Inger Christensen (1935-2009)

One of Denmark’s most daring experimental twentieth-century poets, Inger Christensen pushes language to its extreme limits while also engaging with philosophical concepts and political issues such as gender, ecology, and nuclear war.

Danish poet Inger Christensen reads from one of her works at the 2008 launch of 'Nordisk litteratur til tjeneste' (Nordic literature at your service), an anthology of canonical Nordic literature. Photo: Johannes Jansson/norden.org (CC BY 2.5 DK)

The Danish writer Inger Christensen, considered to be one of Denmark’s most thought-provoking and original experimental poets, was born in Vejle, Jutland, in 1935.

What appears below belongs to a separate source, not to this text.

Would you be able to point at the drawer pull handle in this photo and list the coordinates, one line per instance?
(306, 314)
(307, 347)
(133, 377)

Influenced by Noam Chomsky’s linguistic theories, she embarked on daring systemization projects such as her first monumental work det (1969) (it, 2006), which not only plays exquisitely with language in an incantatory style, but alludes in a nuanced way to social and psychological issues. A later cycle of poems, Alfabet (1981) (Alphabet, 2000), relies on a combination of the alphabet and Fibonacci’s mathematical sequence for its form, along with powerful imagery. The result is a provocative critique of patriarchal culture and environmental degradation. In Sommerfugledalen (1991) (Butterfly Valley: A Requiem, 2001), Christensen uses the sonnet form to explore the beauty of transformation.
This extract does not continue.